As for Mr. Au, he believed (falsely) that his investment in Island Air would be completely repaid in bankruptcy because he had structured it as purported debt rather than equity. This was done precisely because Mr. Au (and Mr. Marinelli) knew that Mr. Au was making a small and very risky investment, and Mr. Au wanted the investment to be protected in the event of a bankruptcy. Island Air was never profitable from the time Mr. Au got involved, and the cash crisis became acute in May 2017 when the company exhausted its line of credit from Mr. Ellison. Although Mr. Au knew that substantial outside investment was needed, he categorically refused to consider any investment that would either:

(1) convert his prior investment from debt to equity, and, therefore, deprive his investment of the protection in bankruptcy that he thought it had by structuring it as debt; or

(2) substantially dilute his two-thirds equity ownership of Island Air and cause him to lose control and the upside potential on his equity. Rather, Mr. Au continued to look for a sweetheart deal for a new investment, proposing only the most patently unrealistic of terms and juicing up the Island Air financial projections provided to potential investors to try to lure one in. From Mr. Au’s perspective, he had little to lose (because he thought his initial investment was protected) and much to gain by risking Island Air’s future in the hopes of a sweetheart deal for a new investment.

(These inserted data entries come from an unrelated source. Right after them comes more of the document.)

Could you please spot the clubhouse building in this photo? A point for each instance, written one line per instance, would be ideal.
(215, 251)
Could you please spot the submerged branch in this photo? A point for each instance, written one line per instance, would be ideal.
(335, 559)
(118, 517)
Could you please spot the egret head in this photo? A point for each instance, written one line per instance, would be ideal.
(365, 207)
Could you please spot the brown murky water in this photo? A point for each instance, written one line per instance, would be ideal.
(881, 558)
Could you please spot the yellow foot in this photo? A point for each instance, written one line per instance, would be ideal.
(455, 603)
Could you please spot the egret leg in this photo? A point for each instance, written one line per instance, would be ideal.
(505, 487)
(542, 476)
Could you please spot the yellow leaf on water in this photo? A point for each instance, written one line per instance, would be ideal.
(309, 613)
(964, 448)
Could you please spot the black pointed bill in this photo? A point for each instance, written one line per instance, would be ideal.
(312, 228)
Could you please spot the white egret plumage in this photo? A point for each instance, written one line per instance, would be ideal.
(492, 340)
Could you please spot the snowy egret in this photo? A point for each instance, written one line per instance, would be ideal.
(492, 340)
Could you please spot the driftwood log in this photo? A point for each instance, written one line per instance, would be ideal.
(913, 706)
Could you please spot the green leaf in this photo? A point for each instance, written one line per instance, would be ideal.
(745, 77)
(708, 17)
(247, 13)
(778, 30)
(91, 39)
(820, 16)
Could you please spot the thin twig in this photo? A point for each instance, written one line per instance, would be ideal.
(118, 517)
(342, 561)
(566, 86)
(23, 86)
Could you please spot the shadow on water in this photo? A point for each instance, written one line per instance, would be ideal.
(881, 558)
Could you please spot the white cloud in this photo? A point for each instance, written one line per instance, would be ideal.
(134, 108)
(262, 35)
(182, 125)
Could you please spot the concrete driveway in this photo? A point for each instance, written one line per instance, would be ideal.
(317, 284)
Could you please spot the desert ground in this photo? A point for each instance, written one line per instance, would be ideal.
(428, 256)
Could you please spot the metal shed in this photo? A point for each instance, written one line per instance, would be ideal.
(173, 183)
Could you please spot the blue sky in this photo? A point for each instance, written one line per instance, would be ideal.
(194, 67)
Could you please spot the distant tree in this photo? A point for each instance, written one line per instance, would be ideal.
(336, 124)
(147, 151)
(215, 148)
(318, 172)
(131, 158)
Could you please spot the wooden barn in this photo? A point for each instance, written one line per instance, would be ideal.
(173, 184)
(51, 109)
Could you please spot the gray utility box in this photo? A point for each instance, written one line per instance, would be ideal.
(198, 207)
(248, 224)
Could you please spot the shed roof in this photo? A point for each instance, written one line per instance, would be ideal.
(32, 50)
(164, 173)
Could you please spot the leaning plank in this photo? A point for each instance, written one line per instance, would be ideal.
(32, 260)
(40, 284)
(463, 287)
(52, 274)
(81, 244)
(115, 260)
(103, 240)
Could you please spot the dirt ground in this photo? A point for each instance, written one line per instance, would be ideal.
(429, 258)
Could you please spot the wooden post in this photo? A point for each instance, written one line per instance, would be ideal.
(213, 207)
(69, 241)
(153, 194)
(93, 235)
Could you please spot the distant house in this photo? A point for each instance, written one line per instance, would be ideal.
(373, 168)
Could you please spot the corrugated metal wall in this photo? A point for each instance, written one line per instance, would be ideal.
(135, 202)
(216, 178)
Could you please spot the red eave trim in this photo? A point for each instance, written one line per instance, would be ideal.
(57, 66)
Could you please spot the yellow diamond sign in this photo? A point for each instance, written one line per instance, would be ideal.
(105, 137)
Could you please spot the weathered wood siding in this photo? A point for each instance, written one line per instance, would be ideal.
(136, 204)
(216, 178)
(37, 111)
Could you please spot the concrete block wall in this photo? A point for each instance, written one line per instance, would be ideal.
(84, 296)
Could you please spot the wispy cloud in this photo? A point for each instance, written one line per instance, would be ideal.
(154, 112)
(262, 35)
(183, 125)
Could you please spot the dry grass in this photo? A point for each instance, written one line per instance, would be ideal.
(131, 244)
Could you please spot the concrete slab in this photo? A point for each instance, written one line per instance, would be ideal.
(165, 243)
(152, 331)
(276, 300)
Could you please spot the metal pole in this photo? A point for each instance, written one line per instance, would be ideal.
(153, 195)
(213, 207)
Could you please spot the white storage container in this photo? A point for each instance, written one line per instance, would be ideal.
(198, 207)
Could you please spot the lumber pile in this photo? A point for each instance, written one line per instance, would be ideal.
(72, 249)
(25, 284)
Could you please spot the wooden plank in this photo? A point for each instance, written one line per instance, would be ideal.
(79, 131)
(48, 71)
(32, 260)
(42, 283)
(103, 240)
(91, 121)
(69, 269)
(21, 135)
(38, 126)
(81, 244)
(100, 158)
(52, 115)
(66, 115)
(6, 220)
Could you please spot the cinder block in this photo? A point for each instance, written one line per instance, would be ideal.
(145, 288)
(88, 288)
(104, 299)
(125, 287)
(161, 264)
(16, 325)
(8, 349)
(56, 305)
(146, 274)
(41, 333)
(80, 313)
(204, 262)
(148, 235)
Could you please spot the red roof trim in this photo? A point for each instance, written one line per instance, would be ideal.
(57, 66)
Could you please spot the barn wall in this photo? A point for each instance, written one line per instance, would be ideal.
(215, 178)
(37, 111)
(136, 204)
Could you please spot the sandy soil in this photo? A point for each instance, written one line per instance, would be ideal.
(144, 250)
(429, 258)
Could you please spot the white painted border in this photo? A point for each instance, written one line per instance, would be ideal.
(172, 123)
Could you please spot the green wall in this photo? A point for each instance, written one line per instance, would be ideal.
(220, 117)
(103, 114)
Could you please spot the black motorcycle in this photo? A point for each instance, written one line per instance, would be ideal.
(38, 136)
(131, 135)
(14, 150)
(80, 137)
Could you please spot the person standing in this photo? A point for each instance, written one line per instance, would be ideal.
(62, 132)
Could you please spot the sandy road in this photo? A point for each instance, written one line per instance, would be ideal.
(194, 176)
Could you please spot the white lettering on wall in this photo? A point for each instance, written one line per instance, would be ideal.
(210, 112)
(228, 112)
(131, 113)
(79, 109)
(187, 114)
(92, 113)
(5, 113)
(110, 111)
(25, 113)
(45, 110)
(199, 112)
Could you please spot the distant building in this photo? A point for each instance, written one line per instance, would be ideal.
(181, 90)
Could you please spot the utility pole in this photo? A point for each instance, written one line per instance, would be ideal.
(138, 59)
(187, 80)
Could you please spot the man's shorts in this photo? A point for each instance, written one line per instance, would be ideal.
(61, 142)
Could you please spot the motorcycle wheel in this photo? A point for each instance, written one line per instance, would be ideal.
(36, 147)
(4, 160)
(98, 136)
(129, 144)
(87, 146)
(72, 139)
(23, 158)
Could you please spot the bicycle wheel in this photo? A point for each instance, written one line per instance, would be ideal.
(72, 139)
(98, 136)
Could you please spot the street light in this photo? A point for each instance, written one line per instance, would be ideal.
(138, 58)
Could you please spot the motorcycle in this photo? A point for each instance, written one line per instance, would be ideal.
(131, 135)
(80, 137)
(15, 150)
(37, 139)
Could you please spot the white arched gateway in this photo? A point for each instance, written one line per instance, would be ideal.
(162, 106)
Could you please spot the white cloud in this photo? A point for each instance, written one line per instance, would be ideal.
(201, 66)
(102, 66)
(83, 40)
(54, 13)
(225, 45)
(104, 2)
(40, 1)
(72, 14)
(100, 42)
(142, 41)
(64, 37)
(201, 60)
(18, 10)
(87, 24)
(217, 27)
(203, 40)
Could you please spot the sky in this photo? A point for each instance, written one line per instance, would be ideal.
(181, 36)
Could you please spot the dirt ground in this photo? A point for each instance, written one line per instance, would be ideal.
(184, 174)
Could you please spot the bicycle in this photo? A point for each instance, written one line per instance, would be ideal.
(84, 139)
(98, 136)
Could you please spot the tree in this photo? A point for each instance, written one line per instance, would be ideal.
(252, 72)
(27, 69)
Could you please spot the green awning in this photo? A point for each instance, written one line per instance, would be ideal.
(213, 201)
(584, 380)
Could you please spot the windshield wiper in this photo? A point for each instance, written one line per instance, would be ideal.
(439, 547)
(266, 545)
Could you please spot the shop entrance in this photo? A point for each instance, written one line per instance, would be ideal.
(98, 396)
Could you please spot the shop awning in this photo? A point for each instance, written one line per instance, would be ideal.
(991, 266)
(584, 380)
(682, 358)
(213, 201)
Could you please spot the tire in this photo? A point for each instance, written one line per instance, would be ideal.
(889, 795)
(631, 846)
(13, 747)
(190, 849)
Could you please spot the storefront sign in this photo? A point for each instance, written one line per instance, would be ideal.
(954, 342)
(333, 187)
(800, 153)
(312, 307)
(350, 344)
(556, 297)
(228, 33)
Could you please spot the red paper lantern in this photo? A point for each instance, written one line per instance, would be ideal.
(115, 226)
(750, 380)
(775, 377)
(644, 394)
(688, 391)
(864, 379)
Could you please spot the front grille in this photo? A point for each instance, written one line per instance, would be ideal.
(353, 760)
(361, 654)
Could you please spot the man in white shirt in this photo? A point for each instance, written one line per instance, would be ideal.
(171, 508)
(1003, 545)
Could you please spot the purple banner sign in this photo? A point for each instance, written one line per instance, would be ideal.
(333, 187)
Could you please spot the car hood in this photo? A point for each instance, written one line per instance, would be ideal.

Other than the unsecured creditors of Island Air in general, the real victims of Mr. Au’s and Mr. Marinelli’s disloyalty were Island Air’s employees.

When the company filed for Chapter 11 bankruptcy on October 16, 2017, the employees were told that there was nothing to worry about and the future was bright. As a result, when the company shut down less than a month later, the employees were shocked. Responsible parties did not give Island Air employees or their unions the required 60 days’ notice of closure under the state Dislocated Workers Act or the federal Workers Adjustment and Retraining Notification Act,

They were not paid their wages from the last pay period. Their medical premiums were not paid. Rather than use the available funds of Island Air to pay the employees, Mr. Au tried to secure those funds for himself.

The complaint says: After Mr. Au terminated Mr. Murashige and Mr. Mauracher, there was no one at Island Air who had executive-level airline experience. Rather than hire someone with airline experience to be CEO, Mr. Au promoted Mr. Uchiyama to President and CEO and left the COO position vacant. Mr. Uchiyama is an an amiable and conciliatory person, and his primary qualification for CEO in Mr. Au’s assessment was that he would not challenge Mr. Au’s authority as Mr. Murashige and Mr. Mauracher had.